Web Thrift Store has been covered in multiple magazines, including Glamour and O, The Oprah Magazine. Web Thrift Store, along with nine other startups, were given space in Times Square offices for three months in 2011 by Entrepreneurs Roundtable, as well as $25,000 and access to more than 180 mentor figures in exchange for a percentage of the company's stake. Web Thrift Store was covered by Business Insider in its article about 10 New York City-based startups. It was also covered in a list of five New York City startups by NY Convergence. The website Good Net called it the "good-doers version" of Craigslist. Columbia Business School Magazine suggested that Web Thrift Store could be good competition for The Salvation Army. The website "Looking Fly on a Dime" praised the organization for allowing non-profits to choose where the earnings from their donations go, which is not something that all thrift stores tell.

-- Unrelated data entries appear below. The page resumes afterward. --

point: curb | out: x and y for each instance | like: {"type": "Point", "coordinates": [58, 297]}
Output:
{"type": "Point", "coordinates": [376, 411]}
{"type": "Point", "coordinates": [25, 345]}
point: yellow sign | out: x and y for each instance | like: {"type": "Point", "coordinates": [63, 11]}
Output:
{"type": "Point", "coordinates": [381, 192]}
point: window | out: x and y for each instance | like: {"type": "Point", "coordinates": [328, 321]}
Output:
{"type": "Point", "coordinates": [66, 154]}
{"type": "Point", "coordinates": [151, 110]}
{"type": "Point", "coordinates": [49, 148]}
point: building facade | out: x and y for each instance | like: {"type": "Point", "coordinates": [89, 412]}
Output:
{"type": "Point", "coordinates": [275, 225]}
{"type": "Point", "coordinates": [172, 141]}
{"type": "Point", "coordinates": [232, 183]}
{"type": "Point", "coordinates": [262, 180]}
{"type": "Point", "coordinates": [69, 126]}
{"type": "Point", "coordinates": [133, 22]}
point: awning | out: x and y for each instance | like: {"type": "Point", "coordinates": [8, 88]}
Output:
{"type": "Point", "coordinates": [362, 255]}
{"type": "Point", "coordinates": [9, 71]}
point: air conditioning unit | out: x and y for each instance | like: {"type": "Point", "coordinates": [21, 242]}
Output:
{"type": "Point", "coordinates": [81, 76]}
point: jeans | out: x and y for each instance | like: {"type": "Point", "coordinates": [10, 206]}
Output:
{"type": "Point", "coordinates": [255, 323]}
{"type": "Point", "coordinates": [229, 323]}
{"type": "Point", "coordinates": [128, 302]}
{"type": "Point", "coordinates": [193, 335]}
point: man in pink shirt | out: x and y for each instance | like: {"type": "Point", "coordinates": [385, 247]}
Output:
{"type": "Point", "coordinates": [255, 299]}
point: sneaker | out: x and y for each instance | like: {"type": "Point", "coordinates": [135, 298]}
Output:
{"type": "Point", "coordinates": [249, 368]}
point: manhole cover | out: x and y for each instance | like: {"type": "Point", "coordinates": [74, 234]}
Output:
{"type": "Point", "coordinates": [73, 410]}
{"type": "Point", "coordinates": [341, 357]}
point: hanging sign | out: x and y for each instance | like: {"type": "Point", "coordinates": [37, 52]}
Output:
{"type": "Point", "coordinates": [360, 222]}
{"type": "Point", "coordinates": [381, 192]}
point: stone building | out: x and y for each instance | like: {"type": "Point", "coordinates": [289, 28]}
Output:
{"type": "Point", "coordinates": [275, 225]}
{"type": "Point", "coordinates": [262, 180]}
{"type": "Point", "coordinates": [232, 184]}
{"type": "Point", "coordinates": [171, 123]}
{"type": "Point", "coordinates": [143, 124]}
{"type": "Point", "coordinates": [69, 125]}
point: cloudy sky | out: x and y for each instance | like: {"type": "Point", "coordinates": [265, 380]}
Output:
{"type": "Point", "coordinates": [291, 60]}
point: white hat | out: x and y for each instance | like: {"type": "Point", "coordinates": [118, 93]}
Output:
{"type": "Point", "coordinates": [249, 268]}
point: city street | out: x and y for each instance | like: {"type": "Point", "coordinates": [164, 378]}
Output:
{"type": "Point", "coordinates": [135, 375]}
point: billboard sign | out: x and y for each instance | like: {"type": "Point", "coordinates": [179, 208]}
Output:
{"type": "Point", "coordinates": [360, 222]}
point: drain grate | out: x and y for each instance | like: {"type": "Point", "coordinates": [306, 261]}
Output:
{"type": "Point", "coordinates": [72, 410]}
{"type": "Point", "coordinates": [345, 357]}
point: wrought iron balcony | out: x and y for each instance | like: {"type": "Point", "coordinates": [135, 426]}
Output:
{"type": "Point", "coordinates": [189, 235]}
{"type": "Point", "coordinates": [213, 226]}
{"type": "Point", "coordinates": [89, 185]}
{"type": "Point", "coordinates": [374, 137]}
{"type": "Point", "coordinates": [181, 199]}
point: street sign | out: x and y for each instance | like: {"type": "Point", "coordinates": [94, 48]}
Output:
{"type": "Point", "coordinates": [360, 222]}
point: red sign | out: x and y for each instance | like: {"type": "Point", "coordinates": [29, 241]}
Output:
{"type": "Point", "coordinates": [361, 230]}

The website "Connect With Your Teens Through Pop Culture and Technology" included it in a list of four social entrepreneurships "where you can do good." Web Thrift Store was selected to speak at the South by Southwest Interactive 2014 event for a discussion called "Doing Good and Making Money." The website miratel solutions inc. speculated that Web Thrift Store may indicate that online charity shops may become more prominent in the future. Web Thrift Store attended an event called COMMON Pitch NYC, an event where businesses present pitches for their product or service to a panel of celebrity judges and compete with each other.

For the whole of 2013, sales and donations grew more than 200 percent according to The Alumni Magazine of the Columbia Business School.